More test data please...
by
, 22-Jan-2014 at 09:44 AM (18166 Views)
This blog covers a little project I recently have been working on to create a larger and more diverse data set for the order entry workspace delivered as one of the examples. The set of data in the database delivered with version 17.1 was already increased and changed. This was mainly done to get a better set of data for the demonstration of Dynamic AI integration in a DataFlex application. The data in older versions of the workspace was a bit outdated and limited in size. While the increase was done technically correct, it did not show very well in a couple of Visual Report Writer reports I recently made. A report showing which customers are ordering a specific article (see Interactive Report in Windows with Visual Report Writer) showed a repetitive pattern that looked awkward. To get better test data I started creating an order sample generator view. Each time you will run this, different orders and order detail lines will be created. The view to create this will be included as part of the Specialized Components workspace in the next revision. This blog describes what issues played a role and you should be able to extract information to create a similar component for create more sample data in your own applications. More test data is vital for knowing if the application behaves well especially on areas as filters (constraints). Unless you are working on a copy of the data provided by a customer you will be testing with a limited set of data, no developer likes to key in really big amounts of test data.
The order entry example
The example is nice for showing some programming techniques. There are 6 tables (customer, salesp, orderhea, orderdtl, invt and vendor). The amount of data however, is quite small. There are only 47 articles on sale, there is a stunning 9 vendors that create and/or sell these articles, and there are 100 customers which are served by 28 salespersons. I don't know what company can afford to have that many salespersons to serve this low number of customers, but OK. There is no orders processing, no billing
OTOH, if you take the AdventureWorks (2000) example database from Microsoft you will see similar issues. The number of customers (individuals or shops) is higher but the sales are so low that it is impossible to keep the business running. The shop sells black bikes but if you look at the picture of that bike you discover it is green and the same for red bikes and so on. There is a table with product reviews but no reviews have been written. None of the employees ever got paid or switched from department. Their vendor table consist of 104 vendors. The currency table shows currency codes that are no longer available and still updated after expiration date. The order entry example isn't that bad if you compare.
Running totals
The standard order entry system maintains a running total value for the order total, the number of articles on stock, the sum of purchases for a customer and the balance due. This is all enforced by business rules in the data dictionaries. Upon creation, deletion or editing of an order detail row the amount of articles on stock, the order total and the customer balance due and purchases are updated in the back-out and update events of the order-header and order-detail data dictionary classes.
While it is nice to see the amount of inventory items on stock decrease by creating a new order detail line this won't work during automatic order creation.
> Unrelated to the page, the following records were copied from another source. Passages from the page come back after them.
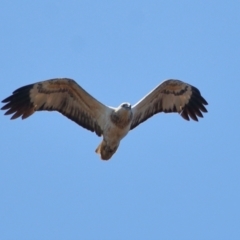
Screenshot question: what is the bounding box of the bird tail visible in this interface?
[95,140,119,160]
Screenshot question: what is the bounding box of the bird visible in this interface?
[1,78,208,160]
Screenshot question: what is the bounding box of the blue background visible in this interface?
[0,0,240,240]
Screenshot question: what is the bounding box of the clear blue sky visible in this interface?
[0,0,240,240]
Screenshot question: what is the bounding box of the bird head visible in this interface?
[120,103,132,110]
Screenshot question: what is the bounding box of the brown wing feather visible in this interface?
[1,78,111,136]
[131,79,208,129]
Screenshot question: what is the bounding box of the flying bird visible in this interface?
[1,78,208,160]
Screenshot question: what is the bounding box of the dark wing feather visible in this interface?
[131,79,208,129]
[1,78,111,136]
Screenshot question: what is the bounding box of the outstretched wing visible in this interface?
[1,78,111,136]
[131,79,208,129]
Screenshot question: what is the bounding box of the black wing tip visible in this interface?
[1,84,33,120]
[180,87,208,122]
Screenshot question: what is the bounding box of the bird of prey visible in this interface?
[1,78,208,160]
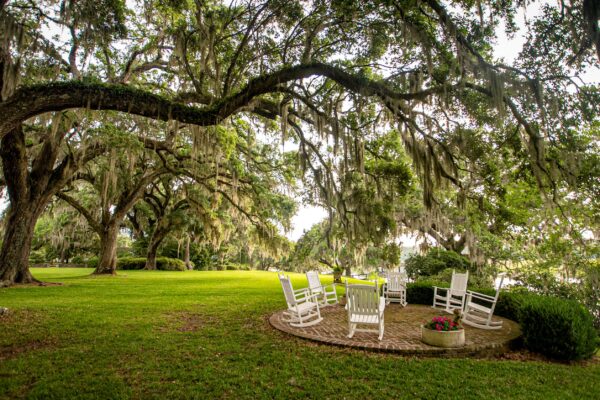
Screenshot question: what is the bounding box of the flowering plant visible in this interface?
[424,310,462,332]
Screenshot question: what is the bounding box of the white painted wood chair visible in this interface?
[433,270,469,314]
[462,275,504,329]
[279,274,323,328]
[306,271,338,307]
[383,271,407,307]
[346,284,385,340]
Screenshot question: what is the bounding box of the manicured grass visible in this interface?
[0,269,600,399]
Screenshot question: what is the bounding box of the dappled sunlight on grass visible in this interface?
[0,269,600,399]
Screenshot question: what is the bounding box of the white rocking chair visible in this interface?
[279,274,323,328]
[306,271,338,307]
[463,275,504,329]
[383,272,406,307]
[346,284,385,340]
[433,270,469,314]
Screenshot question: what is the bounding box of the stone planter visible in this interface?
[421,325,465,348]
[333,271,343,283]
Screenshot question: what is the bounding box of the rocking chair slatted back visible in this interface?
[387,272,406,292]
[347,285,379,315]
[279,274,296,307]
[450,271,469,295]
[306,271,323,293]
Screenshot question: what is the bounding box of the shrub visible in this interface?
[117,257,185,271]
[86,256,98,269]
[405,248,471,279]
[156,257,185,271]
[406,281,600,360]
[518,295,597,360]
Either the product runs out of stock, generating a validation error (validate_save) or you would need to have a tremendous number of articles or stock before creating the orders. Therefore the business process object I created in the example disables the update of the on_hand value in the inventory table during update and back-out. This means the on_hand should be seen as frozen value, a timeline snapshot value. Deleting or changing individual orders will increase the stock but it will never run out of stock due to the automatic order creation process.
The running total for the order (order_total) is just fine. It is the sum of the order detail extended_price column values. Note that this column is usually not present in a SQL based system as it is redundant. The value can be calculated over a SUM() instruction. If the value was not a running total but a sales value (which can be identical to the sum) it would be present. Imagine the sum of the lines to be € 2001,23, salespersons will round this down to 2000 or even 1999 to make the order more attractive. Anyway in the order entry system the value is a running total and automatically maintained by the DD business rules, fine.
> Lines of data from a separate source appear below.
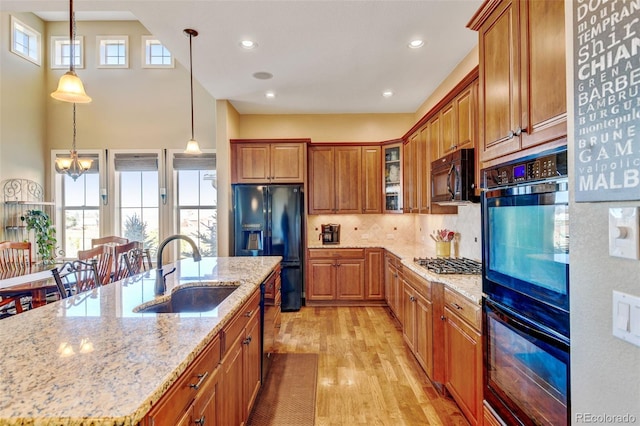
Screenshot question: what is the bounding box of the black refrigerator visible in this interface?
[233,184,304,311]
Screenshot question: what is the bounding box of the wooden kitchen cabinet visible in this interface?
[143,336,222,426]
[402,269,433,380]
[306,249,365,305]
[384,251,403,323]
[364,248,384,301]
[468,0,567,168]
[442,288,483,425]
[231,140,307,183]
[309,145,363,214]
[220,290,262,425]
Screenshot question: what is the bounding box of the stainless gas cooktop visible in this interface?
[413,257,482,275]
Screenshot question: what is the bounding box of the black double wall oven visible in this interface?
[481,148,570,426]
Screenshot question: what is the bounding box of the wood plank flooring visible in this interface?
[275,306,469,426]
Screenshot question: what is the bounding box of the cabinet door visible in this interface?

The two other running total values, at customer level, are more of a problem. The purchases value would 'never' be a grand total value of all orders for this customer over all the years, instead it would be the value for the current year, a YTD value so to say. The way it is currently constructed in the DD makes the value too unrealistic if the system contains orders over multiple years. Of course it is nice to see that customer 1 (Access Miles) has purchase worth € 205,939.00 over all orders in the system but it makes no sense in the order entry system as it is present. Many of these purchases could have been done 5 years ago and the customer is not such good customer as it looks like based on the total purchases. Purchase figures like this can afford the 28 salesperson in the company. A report showing the profit made on the sales should be able to tell us this. Where the on_hand running total could be kept as frozen the generator program cannot do this for purchases and balance due as they will get negative The size of the running total columns turned out to be too small when creating a large amount of orders. Especially the purchases and balance due columns in the customer table are too small (numeric 6.2). In your own environment you need to pay attention to these kind of columns. Make them large enough to hold bigger sets of data.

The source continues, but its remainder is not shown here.